Server-Side Request Forgery (SSRF) occurs when an attacker can influence the URL a server-side HTTP client requests. In axios, this was exploitable via CVE-2024-39338 and CVE-2025-27152, where absolute URLs or protocol-relative URLs (//evil.com/path) could override the configured baseURL.

How parcely prevents it

1. Reject absolute URLs when baseURL is set

When a baseURL is configured, parcely rejects any url that is absolute (starts with a protocol like http: or https:, or is protocol-relative like //host/path). This is controlled by:

const http = createClient({
baseURL: 'https://api.internal.com',
allowAbsoluteUrls: false, // this is the default when baseURL is set
})

// This throws HttpError with code: 'ERR_ABSOLUTE_URL'
await http.get('https://evil.com/steal-data')

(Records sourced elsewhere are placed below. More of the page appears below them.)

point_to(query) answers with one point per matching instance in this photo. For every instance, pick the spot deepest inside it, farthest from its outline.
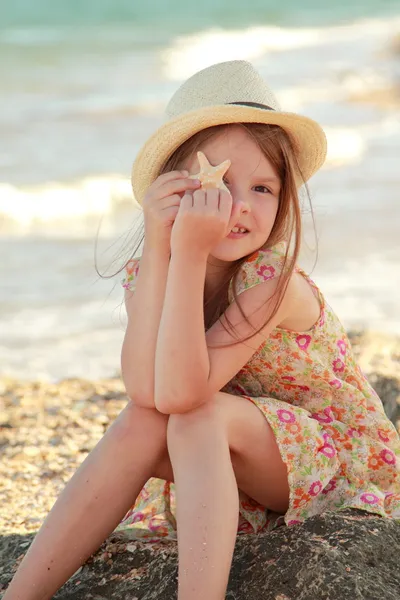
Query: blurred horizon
(83, 84)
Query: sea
(83, 83)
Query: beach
(80, 92)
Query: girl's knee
(205, 417)
(134, 418)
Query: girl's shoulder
(259, 267)
(131, 271)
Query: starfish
(209, 176)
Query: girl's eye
(259, 188)
(262, 187)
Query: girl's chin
(230, 250)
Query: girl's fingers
(178, 185)
(170, 176)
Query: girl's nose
(240, 204)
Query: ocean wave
(190, 53)
(58, 206)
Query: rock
(349, 555)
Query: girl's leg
(93, 502)
(207, 504)
(222, 446)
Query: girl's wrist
(160, 251)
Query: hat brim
(308, 139)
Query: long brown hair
(277, 147)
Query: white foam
(190, 53)
(60, 204)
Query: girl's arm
(182, 363)
(192, 365)
(144, 309)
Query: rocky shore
(47, 430)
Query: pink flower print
(383, 436)
(288, 378)
(315, 488)
(388, 456)
(353, 432)
(338, 366)
(285, 416)
(326, 417)
(329, 487)
(328, 450)
(138, 517)
(341, 344)
(266, 272)
(336, 383)
(369, 498)
(303, 341)
(130, 267)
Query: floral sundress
(340, 449)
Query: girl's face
(254, 187)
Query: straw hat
(228, 92)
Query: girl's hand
(161, 205)
(203, 220)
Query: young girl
(244, 396)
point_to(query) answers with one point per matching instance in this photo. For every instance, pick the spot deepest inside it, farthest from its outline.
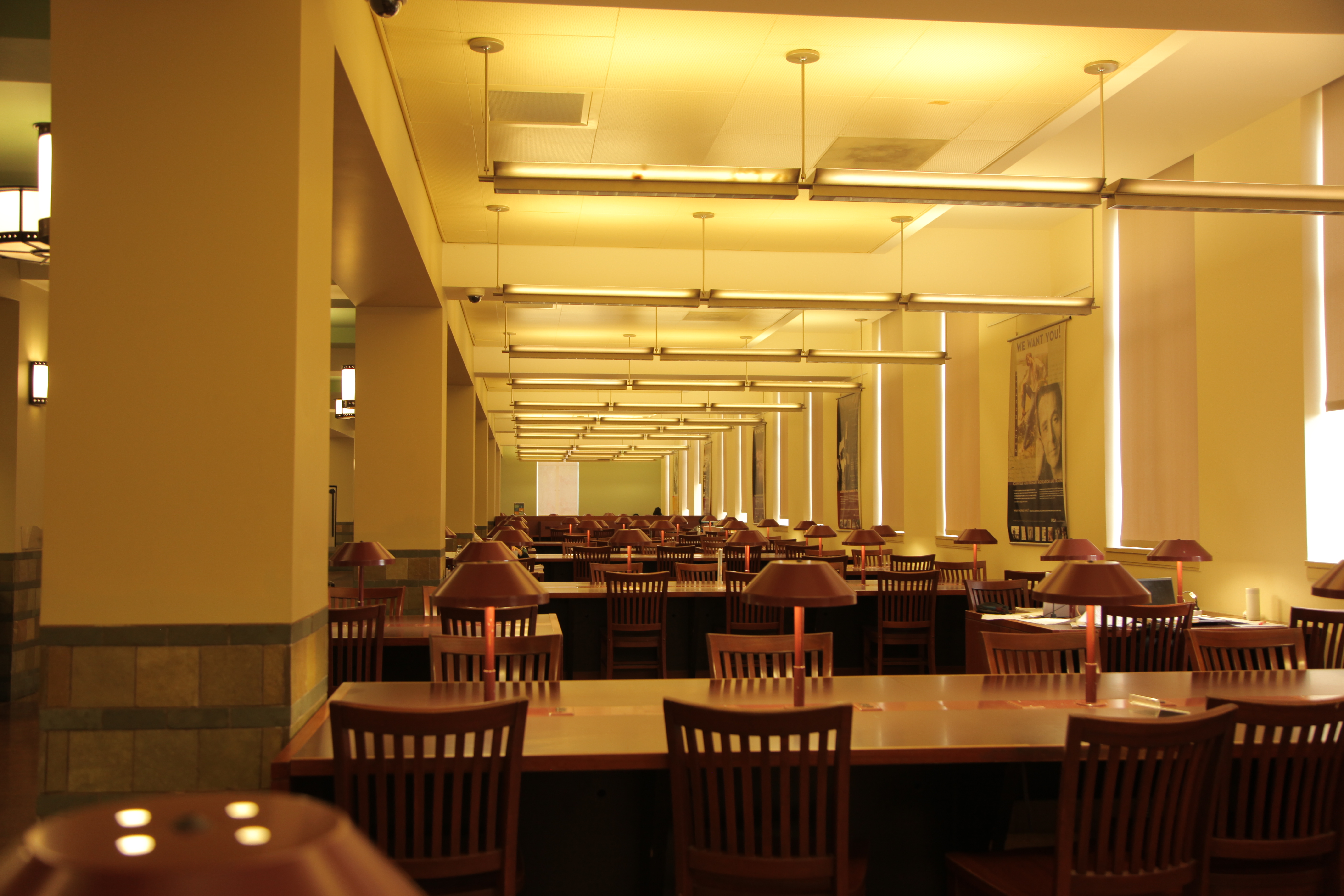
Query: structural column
(186, 506)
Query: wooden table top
(599, 725)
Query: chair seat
(1019, 872)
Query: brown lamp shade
(491, 585)
(863, 538)
(486, 551)
(1331, 585)
(514, 537)
(746, 538)
(1183, 550)
(975, 537)
(263, 844)
(630, 538)
(1104, 583)
(1073, 550)
(362, 554)
(799, 583)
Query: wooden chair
(467, 622)
(1277, 828)
(393, 598)
(736, 773)
(768, 656)
(1144, 639)
(437, 789)
(913, 563)
(906, 606)
(1136, 805)
(1248, 649)
(1031, 655)
(584, 557)
(1013, 593)
(749, 618)
(532, 659)
(1031, 578)
(636, 618)
(1323, 631)
(355, 645)
(960, 571)
(697, 573)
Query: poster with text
(1037, 448)
(757, 473)
(847, 461)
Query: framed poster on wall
(847, 461)
(1037, 442)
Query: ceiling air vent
(533, 108)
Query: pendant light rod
(487, 46)
(803, 58)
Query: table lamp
(359, 555)
(820, 531)
(224, 843)
(1092, 583)
(863, 539)
(799, 585)
(662, 527)
(1182, 551)
(490, 585)
(748, 539)
(975, 538)
(628, 539)
(1073, 550)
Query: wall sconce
(37, 382)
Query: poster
(1037, 444)
(759, 473)
(847, 461)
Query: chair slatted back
(906, 600)
(1136, 802)
(967, 571)
(1011, 593)
(437, 790)
(1031, 655)
(1144, 639)
(355, 645)
(532, 659)
(760, 796)
(697, 573)
(767, 656)
(346, 598)
(1323, 631)
(1248, 649)
(1284, 799)
(913, 563)
(636, 601)
(468, 622)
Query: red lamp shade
(484, 551)
(1073, 550)
(1182, 550)
(799, 583)
(491, 585)
(862, 538)
(263, 844)
(1107, 583)
(630, 538)
(746, 538)
(975, 537)
(362, 554)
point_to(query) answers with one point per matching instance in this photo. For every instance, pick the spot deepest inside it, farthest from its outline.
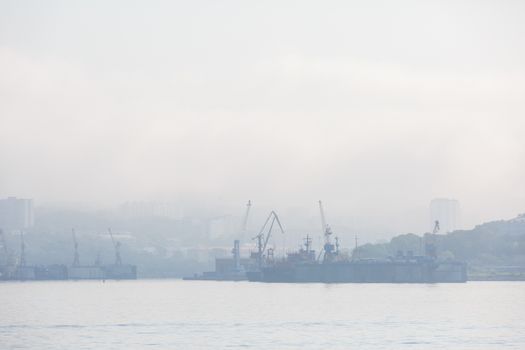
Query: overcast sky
(376, 107)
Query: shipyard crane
(436, 227)
(116, 245)
(430, 245)
(244, 223)
(22, 250)
(3, 242)
(76, 260)
(262, 239)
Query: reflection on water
(174, 314)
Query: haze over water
(174, 314)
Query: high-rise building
(447, 212)
(16, 213)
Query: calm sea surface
(174, 314)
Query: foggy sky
(376, 107)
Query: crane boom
(262, 239)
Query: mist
(374, 108)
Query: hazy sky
(376, 107)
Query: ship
(304, 267)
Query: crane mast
(262, 239)
(116, 245)
(22, 249)
(244, 223)
(330, 250)
(76, 259)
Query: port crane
(244, 223)
(3, 242)
(116, 245)
(76, 259)
(22, 250)
(262, 238)
(430, 245)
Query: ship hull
(366, 272)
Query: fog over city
(376, 110)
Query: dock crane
(3, 243)
(329, 248)
(262, 238)
(244, 223)
(22, 250)
(5, 250)
(76, 260)
(430, 245)
(116, 245)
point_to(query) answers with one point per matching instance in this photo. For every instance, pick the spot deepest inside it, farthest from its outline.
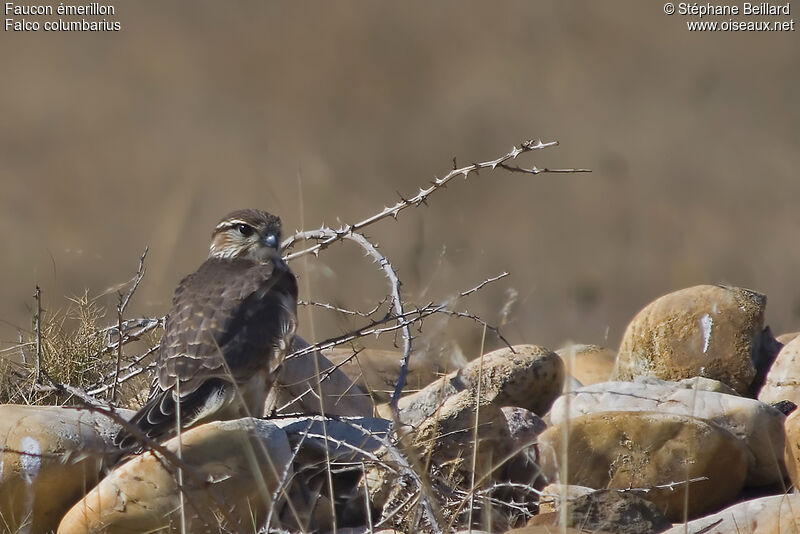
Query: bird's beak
(270, 240)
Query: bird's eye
(245, 229)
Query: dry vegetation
(91, 355)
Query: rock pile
(674, 427)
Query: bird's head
(251, 234)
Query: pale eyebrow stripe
(231, 223)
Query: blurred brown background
(321, 112)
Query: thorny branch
(422, 196)
(398, 318)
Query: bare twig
(120, 308)
(135, 281)
(421, 197)
(38, 328)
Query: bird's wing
(229, 320)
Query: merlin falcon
(230, 326)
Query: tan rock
(445, 439)
(232, 469)
(547, 529)
(776, 514)
(50, 455)
(622, 450)
(784, 339)
(531, 377)
(759, 426)
(297, 389)
(448, 436)
(621, 512)
(589, 364)
(553, 495)
(704, 330)
(376, 370)
(783, 378)
(792, 448)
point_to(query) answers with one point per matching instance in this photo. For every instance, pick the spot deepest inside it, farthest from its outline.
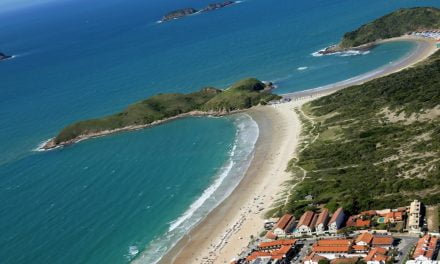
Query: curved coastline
(425, 47)
(225, 181)
(257, 185)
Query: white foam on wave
(341, 53)
(40, 146)
(228, 177)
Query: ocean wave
(228, 177)
(340, 53)
(40, 146)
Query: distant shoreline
(260, 180)
(425, 47)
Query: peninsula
(369, 146)
(180, 13)
(4, 56)
(398, 23)
(164, 107)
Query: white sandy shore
(226, 231)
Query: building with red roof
(337, 220)
(306, 224)
(364, 239)
(284, 225)
(313, 258)
(426, 248)
(362, 223)
(377, 255)
(322, 222)
(382, 241)
(333, 246)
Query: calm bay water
(105, 199)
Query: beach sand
(226, 231)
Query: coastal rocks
(215, 6)
(4, 56)
(337, 49)
(189, 11)
(178, 14)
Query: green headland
(208, 101)
(375, 145)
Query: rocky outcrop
(189, 11)
(4, 56)
(178, 14)
(215, 6)
(337, 48)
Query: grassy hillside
(244, 94)
(394, 24)
(375, 145)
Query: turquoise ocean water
(107, 200)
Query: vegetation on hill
(375, 145)
(394, 24)
(244, 94)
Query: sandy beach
(226, 231)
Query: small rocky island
(4, 56)
(398, 23)
(180, 13)
(166, 107)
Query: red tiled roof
(332, 245)
(336, 215)
(331, 249)
(362, 223)
(364, 237)
(344, 260)
(398, 216)
(271, 235)
(277, 243)
(334, 242)
(314, 257)
(383, 240)
(323, 216)
(360, 248)
(350, 222)
(369, 212)
(377, 254)
(284, 221)
(306, 219)
(426, 247)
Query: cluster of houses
(284, 238)
(434, 34)
(309, 224)
(278, 251)
(369, 247)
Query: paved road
(303, 252)
(404, 246)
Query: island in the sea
(4, 56)
(189, 11)
(165, 107)
(401, 22)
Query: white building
(322, 222)
(336, 221)
(306, 224)
(414, 217)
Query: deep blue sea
(110, 199)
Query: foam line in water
(229, 176)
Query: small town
(399, 235)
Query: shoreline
(279, 136)
(49, 144)
(233, 218)
(425, 48)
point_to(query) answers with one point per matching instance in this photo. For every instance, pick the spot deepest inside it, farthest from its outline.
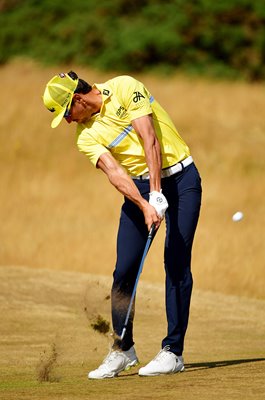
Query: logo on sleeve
(138, 97)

// This also throws (protocol-relative URL)
await http.get('//evil.com/steal-data')

// This works (relative URL)
await http.get('/users/me')

2. Protocol allowlist

Even without a baseURL, parcely restricts which URI schemes are permitted:

const http = createClient({
allowedProtocols: ['http:', 'https:'], // default
})

// This throws HttpError with code: 'ERR_DISALLOWED_PROTOCOL'
await http.get('file:///etc/passwd')

Security table reference

These defenses correspond to rows 1 and 2 in the security defaults table:

#DefenseDefault
1Reject absolute URLs when baseURL is setallowAbsoluteUrls: false
2URI scheme allowlistallowedProtocols: ['http:', 'https:']

Opting out

If you genuinely need to send requests to arbitrary URLs:

const http = createClient({
baseURL: 'https://api.example.com',
allowAbsoluteUrls: true, // allow absolute URLs
})

This should be rare. If you find yourself opting out, consider whether the URL input is user-controlled and whether that creates an SSRF risk.